A private memorial service at Eccles Parish Church in Greater Manchester for invited guests was held, and audio was relayed outside the church. It was decked with yellow ribbons like those well-wishers had sported when there was still hope he would be freed. His widow Barbara and daughter Lucy walked in with Bethany and Michael Haines, the daughter and brother of David Haines from, Scone, Scotland, who was also murdered by IS.
Barbara Henning (second left) and her children Lucy and Adam unveil a memorial stone at a memorial service for murdered British aid worker Alan Henning at Eccles Parish Church in Manchester
Mrs Henning told the memorial: "We must never forget the reason why he went to Syria and the reason he was taken from us - for being what we all should be, selfless and caring." She said she had been comforted by the words of well-wishers who have told her Alan will live on in their two teenage children, Lucy and Adam, and the grandchildren she will one day have.
She also revealed the loving, witty and caring man was a great joker and a terrible snorer. At the wedding of his nephew, where he was best man, Alan produced two Hula Hoops instead of the rings, she said. She said her thoughts were with the families of John Foley, Steven Sotloff, David Haines and Peter Kassig, the other Westerners who were beheaded by IS.
She added: "I hope and pray that John Cantlie will be released and returned to his family so that they are spared the horror." Mrs Henning asked for donations to be made to Hostage UK, a charity which helps the families of kidnap victims. Many in attendance at the town centre church wore yellow ties or scarves as an echo of the yellow ribbons seen throughout Eccles.

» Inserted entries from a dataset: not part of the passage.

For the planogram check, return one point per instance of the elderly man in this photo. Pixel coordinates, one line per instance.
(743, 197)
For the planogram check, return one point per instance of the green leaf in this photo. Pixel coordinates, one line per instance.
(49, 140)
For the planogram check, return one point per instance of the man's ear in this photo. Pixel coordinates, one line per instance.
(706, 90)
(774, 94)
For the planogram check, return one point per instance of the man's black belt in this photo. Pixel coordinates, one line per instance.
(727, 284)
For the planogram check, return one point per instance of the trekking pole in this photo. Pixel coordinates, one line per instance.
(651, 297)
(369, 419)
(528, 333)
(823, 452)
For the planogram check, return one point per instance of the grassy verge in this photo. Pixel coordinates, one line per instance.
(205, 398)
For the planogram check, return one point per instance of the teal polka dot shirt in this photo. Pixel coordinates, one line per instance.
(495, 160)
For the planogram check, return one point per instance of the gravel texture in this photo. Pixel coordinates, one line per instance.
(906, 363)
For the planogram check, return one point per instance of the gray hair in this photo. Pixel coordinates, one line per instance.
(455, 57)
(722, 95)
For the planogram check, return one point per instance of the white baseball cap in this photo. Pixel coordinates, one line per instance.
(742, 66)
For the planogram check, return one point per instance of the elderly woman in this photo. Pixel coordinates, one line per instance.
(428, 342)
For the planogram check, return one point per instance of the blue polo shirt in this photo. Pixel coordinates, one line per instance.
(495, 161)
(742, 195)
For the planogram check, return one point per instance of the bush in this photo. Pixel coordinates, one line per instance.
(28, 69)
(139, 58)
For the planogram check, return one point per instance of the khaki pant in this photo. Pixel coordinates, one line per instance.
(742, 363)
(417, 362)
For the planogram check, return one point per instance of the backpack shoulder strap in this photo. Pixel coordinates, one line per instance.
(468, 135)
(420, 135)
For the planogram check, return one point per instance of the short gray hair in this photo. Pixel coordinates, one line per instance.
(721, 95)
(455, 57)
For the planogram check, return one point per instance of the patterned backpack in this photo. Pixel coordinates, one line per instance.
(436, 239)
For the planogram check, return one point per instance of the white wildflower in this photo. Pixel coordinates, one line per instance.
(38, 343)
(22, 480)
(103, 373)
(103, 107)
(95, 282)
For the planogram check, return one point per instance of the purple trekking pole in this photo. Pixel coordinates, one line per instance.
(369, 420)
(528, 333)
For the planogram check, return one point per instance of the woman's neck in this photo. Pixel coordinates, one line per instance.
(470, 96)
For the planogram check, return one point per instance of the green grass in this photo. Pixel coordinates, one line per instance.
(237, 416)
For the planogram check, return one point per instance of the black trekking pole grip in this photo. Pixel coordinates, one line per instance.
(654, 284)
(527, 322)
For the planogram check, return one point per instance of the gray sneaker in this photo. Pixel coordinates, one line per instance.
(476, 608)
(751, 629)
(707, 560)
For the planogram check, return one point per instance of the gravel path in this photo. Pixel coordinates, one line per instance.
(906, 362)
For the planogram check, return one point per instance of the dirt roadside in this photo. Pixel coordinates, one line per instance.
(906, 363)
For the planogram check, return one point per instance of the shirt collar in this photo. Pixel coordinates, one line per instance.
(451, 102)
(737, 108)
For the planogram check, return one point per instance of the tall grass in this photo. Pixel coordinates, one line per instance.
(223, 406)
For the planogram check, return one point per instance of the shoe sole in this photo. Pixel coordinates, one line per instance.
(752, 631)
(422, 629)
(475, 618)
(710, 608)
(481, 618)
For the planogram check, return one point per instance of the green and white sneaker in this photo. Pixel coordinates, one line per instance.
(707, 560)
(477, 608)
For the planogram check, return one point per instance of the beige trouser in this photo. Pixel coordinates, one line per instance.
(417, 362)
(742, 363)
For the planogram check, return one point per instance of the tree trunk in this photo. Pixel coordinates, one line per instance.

In a statement she released before the memorial, Mrs Henning said her children may never understand why their father was taken from them. She said: "Alan was a peaceful, selfless man who left his family in the UK at Christmas 2013 to drive in a convoy all the way to Syria with his Muslim colleagues and friends to help those most in need. We, as a family, are extremely proud of him.
"Lucy and Adam understood why he had to go, he had explained to them how he had seen children with nothing, living in tents and queuing for food and water, and how much harder it was for them in the middle of winter. Some of these children had lost their entire families, killed by their own country's leadership.
"On behalf of the entire family, I want to thank everyone who campaigned for Alan's release, who held vigils to pray for his safe return and who condemned those who took him. Your efforts were a great support to us and we take comfort in knowing how many people stood beside us in hoping for the best."
Mrs Henning also condemned his killers for using the banner of religion as an excuse to carry out their despicable crimes. She said: "These people are hiding behind a peaceful religion to carry out their crimes against humanity. We know this because we have seen the outcry from Muslims across the globe, condemning their behaviour.
"I only hope that we can bring these people to justice or that they receive the justice they deserve in the next life. No god would ever condone the killing of innocent people."
Mr Henning's murder is thought to have been at the hands of "Jihadi John", an IS fighter who speaks with a London accent and who is apparently responsible for the four other hostage killings.